Here is a problem I am trying to solve. I have multiple procedural macro functions that generate tables of pre-computed values. Currently my procedural macro functions take parameters in the form of literal integers. I would like to be able to pass these parameters from a configuration file. I could re-write my functions to load parameters from macro themselves.
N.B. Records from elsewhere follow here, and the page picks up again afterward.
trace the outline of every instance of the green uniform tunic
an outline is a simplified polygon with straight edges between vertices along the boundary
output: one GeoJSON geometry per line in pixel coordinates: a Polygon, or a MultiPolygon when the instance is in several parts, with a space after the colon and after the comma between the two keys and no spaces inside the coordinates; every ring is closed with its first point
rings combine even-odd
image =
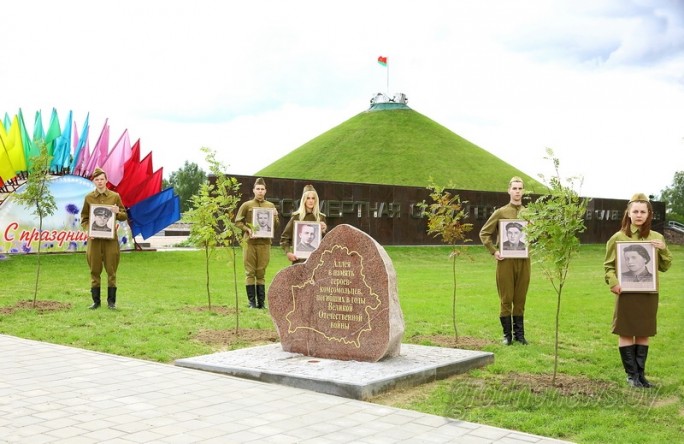
{"type": "MultiPolygon", "coordinates": [[[[121,201],[121,196],[112,190],[105,190],[104,193],[92,191],[86,194],[81,208],[81,227],[88,231],[90,226],[90,206],[91,205],[117,205],[119,212],[116,220],[126,221],[126,207],[121,201]]],[[[100,275],[102,266],[107,272],[107,287],[116,287],[116,270],[119,268],[119,237],[116,235],[116,224],[114,227],[114,239],[89,238],[86,247],[86,259],[90,267],[90,287],[100,288],[100,275]]]]}
{"type": "MultiPolygon", "coordinates": [[[[240,205],[237,215],[235,216],[235,224],[243,230],[244,238],[246,240],[245,246],[242,250],[243,263],[245,266],[245,284],[265,285],[266,267],[268,267],[268,263],[271,260],[271,238],[249,237],[247,224],[252,223],[252,210],[255,207],[275,209],[275,205],[267,200],[248,200],[240,205]]],[[[277,211],[273,217],[273,223],[275,224],[275,230],[280,225],[280,219],[278,219],[277,211]]]]}
{"type": "MultiPolygon", "coordinates": [[[[615,233],[606,243],[606,258],[603,262],[605,281],[608,288],[618,285],[617,277],[617,241],[649,241],[663,240],[663,235],[651,230],[646,238],[639,237],[639,228],[631,225],[632,237],[622,231],[615,233]]],[[[669,248],[658,252],[658,271],[667,271],[672,265],[672,253],[669,248]]],[[[655,273],[656,283],[658,273],[655,273]]],[[[656,288],[658,288],[656,286],[656,288]]],[[[615,295],[615,310],[613,311],[613,333],[620,336],[648,337],[655,336],[658,330],[658,293],[622,293],[615,295]]]]}
{"type": "MultiPolygon", "coordinates": [[[[511,203],[498,208],[480,230],[480,240],[491,254],[499,245],[499,221],[501,219],[520,219],[522,205],[511,203]]],[[[506,258],[496,261],[496,289],[499,293],[499,316],[523,316],[527,289],[530,286],[530,259],[506,258]]]]}
{"type": "MultiPolygon", "coordinates": [[[[325,214],[323,213],[318,213],[320,220],[318,222],[325,222],[325,214]]],[[[280,235],[280,246],[282,247],[283,251],[285,254],[290,253],[292,251],[292,241],[294,239],[294,225],[295,222],[300,221],[299,219],[299,212],[294,213],[290,220],[287,222],[287,225],[285,225],[285,229],[283,229],[282,234],[280,235]]],[[[316,222],[316,216],[313,215],[313,213],[306,213],[304,216],[304,219],[302,219],[304,222],[316,222]]],[[[297,259],[294,261],[295,264],[297,263],[302,263],[304,262],[305,259],[297,259]]]]}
However, I want to keep configuration from a top level crate, like in this example:
top-level-crate/
config/
params.yaml
macro1-crate/
macro2-crate/
Since the input into a macro function is syntax tokens not run-time values, I am not able to load a file from top-level-crate and pass params.
use macro1_crate::gen_table1;
use macro2_crate::gen_table2;
const TABLE1: [f32;100] = gen_table1!(500, 123, 499);
const TABLE2: [f32;100] = gen_table2!(1, 3);
fn main() {
// use TABLE1 and TABLE2 to do further computation.
}
I would like to be able to pass params to gen_table1 and gen_table2 from a configuration file like this:
use macro1_crate::gen_table1;
use macro2_crate::gen_table2;
// Load values PARAM1, PARAM2, PARAM3, PARAM4, PARAM5
const TABLE1: [f32;100] = gen_table1!(PARAM1, PARAM2, PARAM3);
const TABLE2: [f32;100] = gen_table2!(PARAM4, PARAM5);
fn main() {
// use TABLE1 and TABLE2 to do further computation.
}
The obvious problem is that PARAM1, PARAM2, PARAM3, PARAM4, PARAM5 are runtime values, and proc macros rely on build time information to generate tables.
One option I am considering is to create yet another proc macro specifically to load configuration into some sort of data-structure built using quote!
tokens. Then feed this into macros. However, this feels hackish and the configuration file needs to be loaded several times. Also the params data structure need to be tightly coupled across macros. The code might look like this:
use macro1_crate::gen_table1;
use macro2_crate::gen_table2;
const TABLE1: [f32;100] = gen_table1!(myparams!());
const TABLE2: [f32;100] = gen_table2!(myparams!());
fn main() {
// use TABLE1 and TABLE2 to do further computation.
}
Any improvements or further suggestions?